Il risveglio del Messico contro la violenza

[Questo articolo è uscito sul quotidiano L’Unità del 2 novembre 2011] Lo studio reso noto il 27 ottobre nell’ambito della Dichiarazione di Ginevra, un’iniziativa diplomatica della Svizzera e dell’Onu sul problema della violenza, conferma che la maggior parte degli omicidi nel mondo sono imputabili alla criminalità e avvengono in paesi che non sono formalmente in guerra. Dal 2007 la lotta al crimine organizzato in Messico si basa sulla militarizzazione del territorio e ha prodotto un inasprimento dello scontro tra i cartelli della droga. Tra gli “effetti collaterali” della strategia del Presidente Felipe Calderón ci sono 50.000 morti e 16.000 desaparecidos in 5 anni e un tasso d’impunità dei delitti del 97%.

Il Messico, però, non rimane a guardare. 7 mesi fa in un sobborgo di Cuernavaca, 90 km a sud di Città del Messico, sono stati trovati in un’auto i corpi senza vita di 6 uomini e una donna, assassinati dai narcos del cartello del Pacífico Sur. Tra questi c’era il ventiquattrenne Juan Sicilia, figlio del poeta e giornalista messicano Javier Sicilia (Link a intervista completa).

Lo scoppio del caso sui media messicani e la reazione solidale di migliaia di persone, stanche della violenza imperante nel paese, hanno fatto sì che in poche settimane il poeta diventasse il portavoce delle “vittime invisibili” della guerra al narcotraffico.

Per reagire di fronte a questa situazione drammatica in aprile nasce il Movimento per la Pace con Giustizia e Dignità che, spiega Sicilia, “ha saputo dare visibilità alle vittime e creare una coscienza negli organi dello Stato sul fatto che non siamo statistiche ma esseri umani”. Ciononostante “abbiamo uno Stato fratturato e cooptato, in cui una parte della delinquenza sta negli apparati, nei partiti, nella polizia e nell’esercito”, continua il poeta.

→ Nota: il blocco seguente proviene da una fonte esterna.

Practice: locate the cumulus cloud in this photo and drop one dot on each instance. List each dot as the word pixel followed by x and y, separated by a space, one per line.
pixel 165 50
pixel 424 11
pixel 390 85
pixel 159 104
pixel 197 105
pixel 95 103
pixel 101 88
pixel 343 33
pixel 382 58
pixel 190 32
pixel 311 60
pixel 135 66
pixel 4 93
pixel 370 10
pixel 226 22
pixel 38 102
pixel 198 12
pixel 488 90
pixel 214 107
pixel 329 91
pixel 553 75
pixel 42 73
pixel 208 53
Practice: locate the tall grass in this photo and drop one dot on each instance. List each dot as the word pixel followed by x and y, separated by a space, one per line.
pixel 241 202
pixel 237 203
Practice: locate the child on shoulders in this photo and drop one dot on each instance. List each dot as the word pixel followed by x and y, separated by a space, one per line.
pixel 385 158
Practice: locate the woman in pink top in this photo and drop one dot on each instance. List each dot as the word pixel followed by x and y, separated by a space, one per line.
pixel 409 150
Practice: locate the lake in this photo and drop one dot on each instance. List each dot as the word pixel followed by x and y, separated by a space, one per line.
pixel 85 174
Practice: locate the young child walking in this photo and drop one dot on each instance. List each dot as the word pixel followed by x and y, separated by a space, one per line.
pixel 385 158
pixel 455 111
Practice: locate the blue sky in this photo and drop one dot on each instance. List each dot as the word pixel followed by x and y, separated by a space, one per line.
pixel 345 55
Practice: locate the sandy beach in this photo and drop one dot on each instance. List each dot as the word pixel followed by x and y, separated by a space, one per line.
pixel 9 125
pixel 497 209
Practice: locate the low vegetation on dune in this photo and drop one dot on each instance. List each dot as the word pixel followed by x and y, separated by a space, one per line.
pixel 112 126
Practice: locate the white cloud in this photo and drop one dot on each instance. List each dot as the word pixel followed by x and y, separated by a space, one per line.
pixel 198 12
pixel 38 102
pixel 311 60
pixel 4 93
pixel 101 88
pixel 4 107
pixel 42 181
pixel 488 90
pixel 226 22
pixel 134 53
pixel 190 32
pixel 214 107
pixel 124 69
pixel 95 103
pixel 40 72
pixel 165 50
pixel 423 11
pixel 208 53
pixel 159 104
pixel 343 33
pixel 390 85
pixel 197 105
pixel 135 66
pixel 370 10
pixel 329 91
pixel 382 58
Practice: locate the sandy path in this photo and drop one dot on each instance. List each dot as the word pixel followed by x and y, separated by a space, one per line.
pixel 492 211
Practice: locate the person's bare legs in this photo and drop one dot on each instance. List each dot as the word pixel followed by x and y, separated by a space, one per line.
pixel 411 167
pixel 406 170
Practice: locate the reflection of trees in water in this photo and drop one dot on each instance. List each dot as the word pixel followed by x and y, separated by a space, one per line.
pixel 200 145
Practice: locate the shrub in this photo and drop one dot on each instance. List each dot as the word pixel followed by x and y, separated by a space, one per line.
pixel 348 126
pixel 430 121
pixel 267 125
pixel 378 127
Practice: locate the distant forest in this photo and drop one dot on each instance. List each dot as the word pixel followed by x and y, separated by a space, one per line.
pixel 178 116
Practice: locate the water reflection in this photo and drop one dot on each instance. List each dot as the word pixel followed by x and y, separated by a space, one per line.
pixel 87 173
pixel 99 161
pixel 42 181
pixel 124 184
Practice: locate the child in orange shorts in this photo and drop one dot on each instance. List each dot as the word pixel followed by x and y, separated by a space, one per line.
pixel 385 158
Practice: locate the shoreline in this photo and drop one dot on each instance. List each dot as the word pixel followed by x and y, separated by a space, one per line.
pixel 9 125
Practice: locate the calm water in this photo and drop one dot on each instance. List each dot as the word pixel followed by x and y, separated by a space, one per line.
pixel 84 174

L’8 maggio un’imponente manifestazione a Città del Messico si conclude con un comizio di numerose associazioni di vittime della violenza e rappresentanti della società civile e il 10 giugno la prima carovana del Movimento punta a Nord e arriva a Ciudad Juárez che, secondo la ricerca svizzera, è la città più violenta del mondo con 170 omicidi per 100.000 abitanti. La condanna di Sicilia è perentoria: “è irresponsabile che USA e Messico lascino così la situazione: con il commercio di armi e il consumo di droghe in aumento, gli affari alla frontiera continuano e proliferano imprese che riciclano il denaro dei narcos”.

I loghi contro la violenza con la frase “basta sangue”, che un gruppo di vignettisti messicani aveva diffuso per mesi sui social network e nelle strade di mezzo Messico, sono stati subito affiancati dalla frase rabbiosa indirizzata da Javier Sicilia alla classe politica: “estamos hasta la madre”, ne abbiamo pieni i coglioni. “Abbiamo un compromesso etico che mira a riempire di contenuti una politica che di etica non sa parlare”, dice lo scrittore in riferimento ai principali partiti.

In giugno la pressione delle piazze spinge il Presidente Calderón a intavolare un dialogo sulle proposte del Movimento, centrate sulla ricostruzione del tessuto sociale, l’approvazione di norme per proteggere le vittime e la creazione di una Commissione per la Verità che chiarisca le responsabilità, anche politiche, di tanti crimini irrisolti. Infatti, afferma Sicilia, “una parte della delinquenza sta negli apparati, nei partiti, nella polizia e nell’esercito”. L’idea di ripartire dal tessuto sociale nei quartieri e nelle città è, nelle parole dello scrittore, “affine all’esperienza delle comunità rurali zapatiste, i caracoles, che nello stato meridionale del Chiapas sono un grande esempio di autonomia e protezione della popolazione”.

Il 14 ottobre, durante il secondo e, probabilmente, l’ultimo incontro con il Presidente, “forse s’è visto uno spiraglio di luce e comprensione in lui” anche se, ammette Sicilia, “non siamo riusciti a convincerlo della necessità di una Legge sulla Sicurezza più umana e civile, orientata alla pace e non alla militarizzazione”. Per ora, quindi, la strategia non cambia. Mentre Sicilia era a Washington per parlare al Congresso americano e alla Commissione Interamericana per i Diritti Umani, nelle festività dell’1 e 2 novembre, decine di cortei organizzati dal Movimento, armati di ceri e candele, hanno sfilato in varie città del Messico e del mondo in memoria dei morti e i desaparecidos della guerra al narcotraffico.